Belgium has an extensive road network comprising toll-free motorways and dual carriageways. Speed limits on motorways are 120km/h (70mph) and 50km/h (30mph) in residential areas. Although roads are well-maintained, Belgians have a reputation for their fast and aggressive driving style so new expats should take extra care, particularly in Brussels. Signage can also be a problem – in the Brussels region signs are bilingual but in the different regions, they are in either Dutch or French. So it’s a good idea to be aware of place names and other driving rules in both languages before setting out.
Drivers with a valid European Union licence are permitted to drive in Belgium without exchanging their licence for a Belgian one. If your licence was issued in a non-EU country, you must apply for a local licence after six months driving in the country. The minimum driving age is 18.
All Belgian taxis are metered by law and can be recognised by their roof signs (they come in many different colours according to the city or company). It is not common to hail a taxi from the street and drivers are not permitted to pick up passengers within 100 metres of a designated taxi rank.
Buses and coaches
Belgium has an excellent rail network, therefore buses are only generally used for short distances in urban areas. Bus routes are managed by three companies: De Lijn (Flanders), TEC (Wallonia) and STIB (Brussels). Single tickets or discounted travel cards (see MOBIB smartcard below) for use on all public transport can be purchased from any rail or bus station.
For longer distances, Belgium has a number of privately-operated coach companies which connect towns and cities as well as travelling to neighbouring countries. See the Eurolines website for more information.
Despite its compact size, Belgium has one of the most extensive rail networks in Europe. Trains are fast, frequent and punctual. The network is operated by Belgian Rail (NMBS/SNCB) and comprises high speed InterRegio/Intercity trains and efficient local trains. High speed trains also link Belgium with France, the Netherlands, Germany and Switzerland, with the Eurostar connecting Brussels with the UK and France.

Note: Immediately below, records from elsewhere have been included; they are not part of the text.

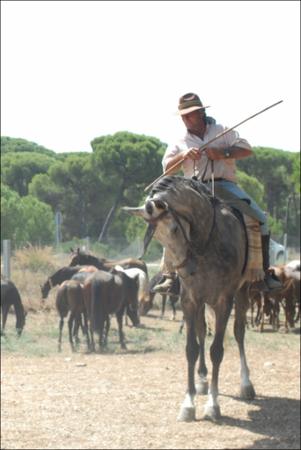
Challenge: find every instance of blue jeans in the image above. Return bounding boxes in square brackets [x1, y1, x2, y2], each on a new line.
[206, 180, 269, 235]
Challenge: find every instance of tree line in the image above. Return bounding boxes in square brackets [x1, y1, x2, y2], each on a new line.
[1, 131, 300, 253]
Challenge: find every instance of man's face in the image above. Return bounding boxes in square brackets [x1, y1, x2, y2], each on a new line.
[181, 109, 204, 132]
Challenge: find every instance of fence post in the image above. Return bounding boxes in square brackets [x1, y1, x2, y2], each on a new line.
[3, 239, 11, 280]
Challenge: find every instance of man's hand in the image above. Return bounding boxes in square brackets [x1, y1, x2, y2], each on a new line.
[182, 147, 201, 160]
[204, 147, 225, 160]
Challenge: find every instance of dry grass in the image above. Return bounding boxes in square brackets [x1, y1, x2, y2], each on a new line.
[1, 251, 300, 450]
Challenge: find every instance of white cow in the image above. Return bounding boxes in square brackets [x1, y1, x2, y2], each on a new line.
[114, 265, 149, 304]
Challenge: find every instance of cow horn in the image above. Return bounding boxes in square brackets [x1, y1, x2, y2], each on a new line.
[121, 206, 145, 217]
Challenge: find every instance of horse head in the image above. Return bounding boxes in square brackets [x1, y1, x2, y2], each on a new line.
[123, 177, 207, 277]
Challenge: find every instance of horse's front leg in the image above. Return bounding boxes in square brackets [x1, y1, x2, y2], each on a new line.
[116, 308, 126, 350]
[234, 288, 255, 400]
[68, 312, 75, 352]
[196, 305, 208, 395]
[204, 296, 233, 420]
[178, 312, 199, 422]
[58, 317, 64, 352]
[1, 305, 10, 336]
[161, 294, 167, 319]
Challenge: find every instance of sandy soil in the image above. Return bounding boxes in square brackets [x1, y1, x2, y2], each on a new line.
[1, 316, 300, 449]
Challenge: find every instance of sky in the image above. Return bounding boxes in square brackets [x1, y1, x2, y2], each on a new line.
[1, 0, 300, 152]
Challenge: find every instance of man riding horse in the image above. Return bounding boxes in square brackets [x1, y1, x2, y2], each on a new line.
[153, 93, 282, 292]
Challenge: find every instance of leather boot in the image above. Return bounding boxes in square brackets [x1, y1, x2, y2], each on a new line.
[261, 234, 283, 292]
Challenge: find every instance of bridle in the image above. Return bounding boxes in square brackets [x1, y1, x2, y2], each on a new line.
[144, 197, 216, 270]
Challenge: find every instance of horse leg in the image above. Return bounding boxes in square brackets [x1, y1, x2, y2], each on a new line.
[73, 314, 83, 347]
[58, 317, 64, 352]
[204, 297, 233, 420]
[99, 311, 106, 351]
[68, 312, 75, 352]
[104, 314, 111, 346]
[169, 295, 178, 320]
[234, 288, 256, 400]
[259, 291, 264, 333]
[116, 308, 126, 350]
[161, 294, 167, 319]
[1, 304, 10, 336]
[196, 305, 208, 395]
[177, 308, 199, 422]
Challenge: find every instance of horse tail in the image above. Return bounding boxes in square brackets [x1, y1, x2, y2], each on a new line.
[13, 287, 25, 336]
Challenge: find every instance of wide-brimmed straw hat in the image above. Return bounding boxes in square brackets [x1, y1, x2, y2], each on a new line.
[178, 92, 209, 116]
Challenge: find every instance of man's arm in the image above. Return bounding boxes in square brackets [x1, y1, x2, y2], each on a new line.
[205, 145, 253, 160]
[165, 147, 201, 175]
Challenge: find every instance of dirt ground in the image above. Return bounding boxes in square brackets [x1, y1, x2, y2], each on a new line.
[1, 313, 300, 449]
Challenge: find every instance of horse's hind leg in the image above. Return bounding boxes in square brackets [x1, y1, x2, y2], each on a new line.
[116, 308, 126, 350]
[161, 294, 167, 319]
[83, 311, 91, 350]
[68, 312, 75, 352]
[204, 296, 233, 420]
[178, 308, 199, 422]
[1, 304, 10, 336]
[196, 305, 208, 395]
[234, 288, 255, 400]
[58, 317, 64, 352]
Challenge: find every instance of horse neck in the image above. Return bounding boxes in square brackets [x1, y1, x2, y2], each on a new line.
[52, 266, 80, 289]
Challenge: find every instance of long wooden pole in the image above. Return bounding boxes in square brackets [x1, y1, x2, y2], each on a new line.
[144, 100, 283, 192]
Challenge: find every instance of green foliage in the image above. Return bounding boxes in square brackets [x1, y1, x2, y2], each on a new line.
[1, 152, 55, 196]
[237, 170, 266, 209]
[291, 153, 300, 194]
[1, 131, 300, 253]
[91, 132, 165, 241]
[14, 245, 56, 273]
[1, 136, 56, 157]
[1, 185, 54, 248]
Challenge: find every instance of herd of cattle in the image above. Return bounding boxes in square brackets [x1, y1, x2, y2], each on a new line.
[1, 249, 300, 351]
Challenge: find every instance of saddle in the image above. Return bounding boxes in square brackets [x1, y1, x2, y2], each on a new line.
[243, 214, 265, 281]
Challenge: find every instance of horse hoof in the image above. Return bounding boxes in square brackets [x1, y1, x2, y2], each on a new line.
[240, 384, 256, 400]
[195, 381, 208, 395]
[203, 406, 222, 422]
[177, 407, 195, 422]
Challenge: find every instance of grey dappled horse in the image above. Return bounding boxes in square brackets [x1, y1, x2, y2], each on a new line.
[125, 176, 255, 421]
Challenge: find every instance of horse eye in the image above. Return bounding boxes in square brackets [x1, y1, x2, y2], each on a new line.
[171, 224, 178, 233]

You can purchase an electronic MOBIB smartcard which can be used for multiple journeys on the entire public transport network.
Trams and light rail
The cities of Brussels, Antwerp, Ghent and Charleroi all have efficient and cheap tram/light rail systems. You can also take the scenic Coastal Tram along the entire length of the Flemish coast (42 miles). Brussels is the only city to have a metro system (Brusselse metro/Métro de Bruxelles), consisting of four lines which connect central Brussels with the outer suburbs. The metro is operated by the Brussels Intercommunal Transport Company (STIB) which also runs the city’s buses and trams.
Belgium has five international airports, the busiest being Brussels Zaventem Airport, eight miles north of the city. Being at the centre of Europe means that the country is well connected to almost all major world destinations. You can also take short hop flights across Europe. Brussels Airlines (a subsidiary of Lufthansa) is the largest national carrier yet most budget and national airlines fly to and from the capital. Belgium is a very small country so there are no domestic flights, unless you choose to travel by private plane or helicopter. For journeys across Belgium – take the train.
Other ways to get around
Like their Dutch neighbours, Belgians are passionate about cycling. Flanders in particular is considered a bicycle lover’s dream, with flat terrain and hundreds of national cycling routes and paths. Many railway stations have bicycles for rent and you can also reserve one to be waiting for you at the end of your train journey. Care should be taken when cycling around Brussels, where cars rule the roads.